Distinguished as “systemic causation,” if not direct, in a post last week by cognitive linguistic researcher Dr. George Lakoff, even scientists previously skeptical of climate change at Berkley Earth, who are now able to make assessments as far back as 1753, are confident in the “clear agreement between global land ‐temperature rise and human-caused greenhouse gases.”
That’s the same year a 21-year-old George Washington rode across the Blue Ridge Mountains and the upper Shenandoah Valley as an ambassador for the British Crown on a mission to assess the intentions of and convey a warning to the French and their Native American allies along the border of what is now Ohio and Pennsylvania.
Following a route I also partially traveled on one of my four cross country trips over the last three years, Washington cut northwest at the Quaker village of Winchester and up through the Forks of the Ohio River, the site of present-day Pittsburgh.
The fall of 1753 was also when the first steam engine arrived in America. It doesn’t take a crash course in the Industrial Revolution to understand just how much that single machine has influenced our quality of life, but that doesn’t change the fact that we now need another revolution to ensure that quality of life for subsequent generations.
On Washington’s follow up mission in 1754, the first truly global war was ignited which led to the need for British taxes to fund it on this continent which in turn, led to the American War of Independence also led by Washington and the creation of the United States of America of which he was elected the first President.
As Americans were declaring independence, Scottish professor Adam Smith was publishing An Inquiry Into the Nature and Causes of the Wealth of Nations which upended the notion that wealth could only be achieved by hording and inspired instead our current market economy based on creating wealth.
Ironically, many inspired by Smith have turned to hording wealth and denial of climate change, while, according to public opinion polls, 75% of Americans support regulating greenhouse gases such as CO2 and 60% support revenue-neutral taxes on carbon.
By 3 to 1, Americans believe that protecting the environment “improves economic growth and creates new jobs, while just 17% cling to a notion described by David Jenkins, a Republican conservative and environmentalist (yes they do exist) that:
“we can dig up all of that sequestered carbon from bygone eras, burn it, and send it back into the atmosphere without consequence?”
Jenkins, an official with ConservAmerica then chided a fellow conservative that such a view “is as impious as it is imprudent.
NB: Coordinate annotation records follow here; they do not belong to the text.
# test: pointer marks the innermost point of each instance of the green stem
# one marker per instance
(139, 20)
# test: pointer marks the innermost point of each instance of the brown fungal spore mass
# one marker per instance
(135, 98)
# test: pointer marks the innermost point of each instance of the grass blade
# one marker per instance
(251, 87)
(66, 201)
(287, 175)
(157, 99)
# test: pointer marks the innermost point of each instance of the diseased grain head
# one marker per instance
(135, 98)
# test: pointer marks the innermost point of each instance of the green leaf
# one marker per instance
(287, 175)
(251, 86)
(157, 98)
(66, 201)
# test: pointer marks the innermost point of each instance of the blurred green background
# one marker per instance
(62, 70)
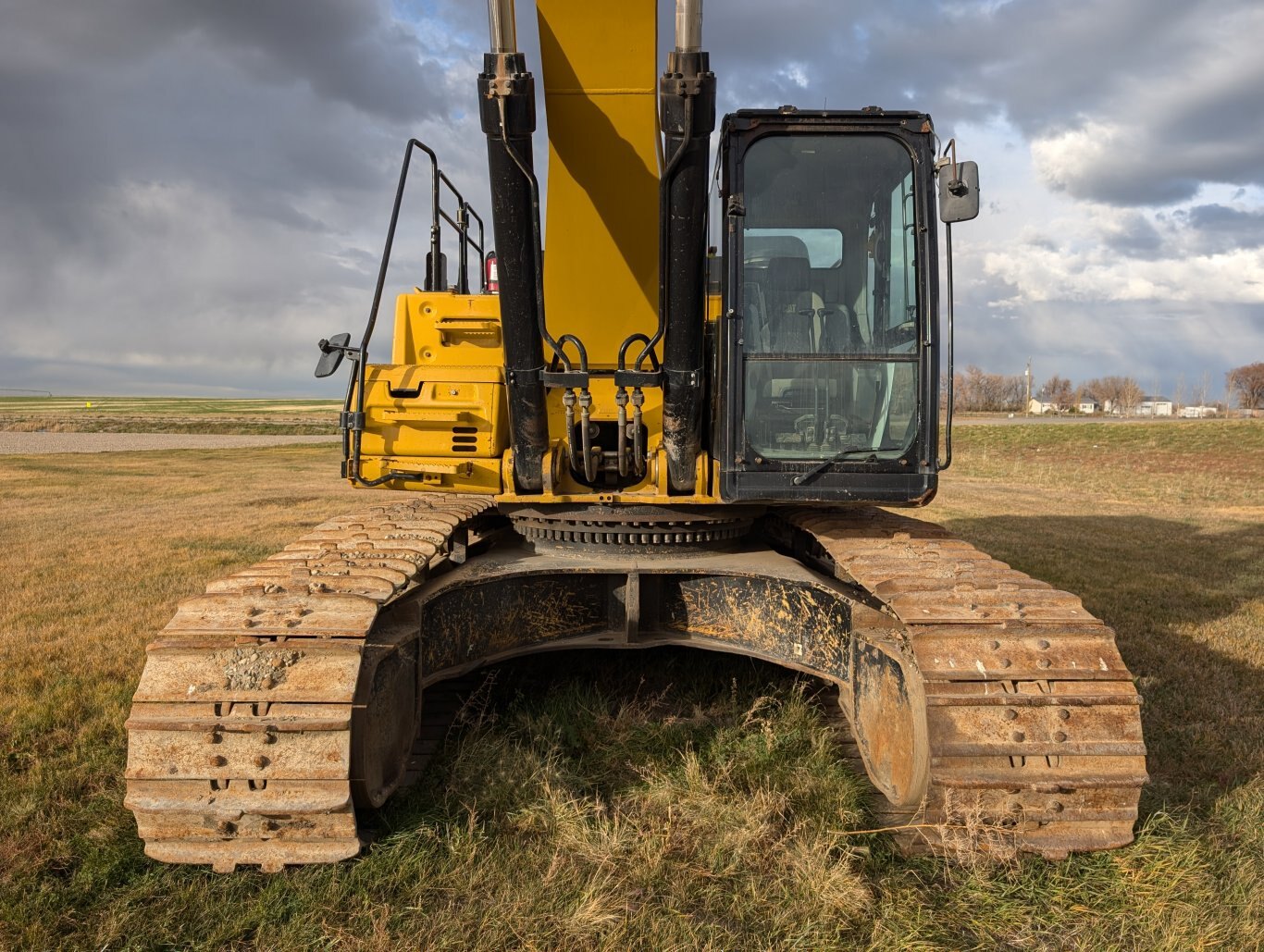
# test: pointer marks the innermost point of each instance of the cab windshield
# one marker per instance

It is certainly not conservative.”
Given political will by those elected to office, there is obviously bipartisan support for the ideas promoted fourteen years ago in a book of just 89 pages plus appendix entitled Tax Shift – How to Help the Economy and Improve the Environment, co-written by Alan Thein Durning and a young Reed College research intern named Yoram Bauman.
The now-Dr. Bauman is an environmental economist who teaches at the University of Washington. He is even more famous as “the world’s first and only Stand-Up Economist.” Click here for his hilarious five minute explanation of economics textbook author and Harvard professor Dr. Gregory Mankiw’s (pronounced Mank-u) Ten Principals of Economics.
Revenue-neutral tax-shifting has already been shown to work over the last few years in British Columbia, Canada where it was implemented several years ago based on the recommendation of Bauman and others.
It is based on the economic principle that the way to get less pollution is to make polluting expensive. Revenue-neutral means shifting taxes off of things such as income and payroll and business while shifting them to things such as CO2 emissions.
Beginning in 2008, B.C. began a gradual revenue-neutral tax shift to carbon pollution in 2008 and an assessment four years later by a group of business, environmental, policy and academic leaders shows that it is working by reducing emissions far faster than elsewhere and without any negative effect on the economy there.
The B.C. experiment, while it must to likely be ratcheted up to have the intended impact, is well worth replicating in the United States. The carbon tax approach is also supported by Mankiw, an advisor on the economy to both President George W. Bush and Republican presidential-candidate Mitt Romney.
In a TED presentation, Bauman quotes conservative columnist George Will, who, when it was noted that he agreed with Al Gore on this issue, paraphrases a quote from 20th-century American newspaper humorist Don Marquis by quipping back that:
“an idea should not be held responsible for the people who believe in it.”